73. Look for a new “tribe” you could join. It could be a support group, a class, a local club, an online community, or even subscribing to a magazine that supports your goals. Surrounding yourself with people who share your commitment to your goals will make it feel like the norm.
74. People who imagine how proud they will feel when they accomplish a goal—from quitting smoking to donating blood—are more likely to follow through and succeed. Anticipated disapproval works too: People are more likely to use condoms when they imagine feeling ashamed if others knew that they had unprotected sex.

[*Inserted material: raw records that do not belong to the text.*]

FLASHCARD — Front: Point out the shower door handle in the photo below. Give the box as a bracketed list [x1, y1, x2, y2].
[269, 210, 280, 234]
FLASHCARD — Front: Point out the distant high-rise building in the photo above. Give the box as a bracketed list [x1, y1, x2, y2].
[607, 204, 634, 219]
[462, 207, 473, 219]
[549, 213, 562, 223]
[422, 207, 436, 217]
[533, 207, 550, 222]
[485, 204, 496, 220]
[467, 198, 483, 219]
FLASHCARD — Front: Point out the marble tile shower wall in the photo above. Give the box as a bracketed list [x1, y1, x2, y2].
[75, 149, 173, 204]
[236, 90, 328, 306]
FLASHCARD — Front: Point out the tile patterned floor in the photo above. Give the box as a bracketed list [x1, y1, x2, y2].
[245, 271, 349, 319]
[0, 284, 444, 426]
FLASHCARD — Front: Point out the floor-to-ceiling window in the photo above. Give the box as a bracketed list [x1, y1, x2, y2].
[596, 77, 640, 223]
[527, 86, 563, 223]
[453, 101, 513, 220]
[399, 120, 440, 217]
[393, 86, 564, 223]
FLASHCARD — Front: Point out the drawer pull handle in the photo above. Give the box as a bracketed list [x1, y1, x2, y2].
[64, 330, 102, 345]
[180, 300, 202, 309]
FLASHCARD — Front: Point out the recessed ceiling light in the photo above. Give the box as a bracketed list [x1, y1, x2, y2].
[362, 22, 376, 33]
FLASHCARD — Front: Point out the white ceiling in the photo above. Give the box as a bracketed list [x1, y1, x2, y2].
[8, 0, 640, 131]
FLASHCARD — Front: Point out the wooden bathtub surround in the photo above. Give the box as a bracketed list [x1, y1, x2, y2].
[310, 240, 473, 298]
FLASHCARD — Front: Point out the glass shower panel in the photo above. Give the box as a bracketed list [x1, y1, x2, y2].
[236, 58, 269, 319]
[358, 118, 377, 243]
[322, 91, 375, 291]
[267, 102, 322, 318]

75. Even when shame is anticipatory, it may fail us when we need it most. When health-conscious individuals are asked to imagine a chocolate cake in front of them, and then imagine the shame they would feel if they ate it, they are less likely to (hypothetically) eat it. However, when researchers actually placed a large piece of chocolate cake from the Cheesecake Factory on the table, complete with a bottle of water, fork, and napkin, shame had the opposite effect. Only 10 percent resisted the temptation. Anticipatory shame might be able to keep you from walking into the Cheesecake Factory, but when the temptation is in front of you, it has no power over the promise of reward. Once your dopamine neurons are firing, feeling bad intensifies your desire and makes you more likely to give in.
76. Pride, on the other hand, pulls through even in the face of temptation. Forty percent of participants who imagined how proud they’d be for resisting the Cheesecake Factory cake didn’t take a single bite. One reason pride helped is that it took people’s minds off the cake. In contrast, shame paradoxically triggered anticipatory pleasure, and the participants reported more temptation-related thoughts like “It smells so good,” and “It will taste great.” Another reason boils down to biology: Laboratory studies reveal that guilt decreases heart rate variability, our physiological reserve of willpower. Pride, on the other hand, sustains and even increases this reserve.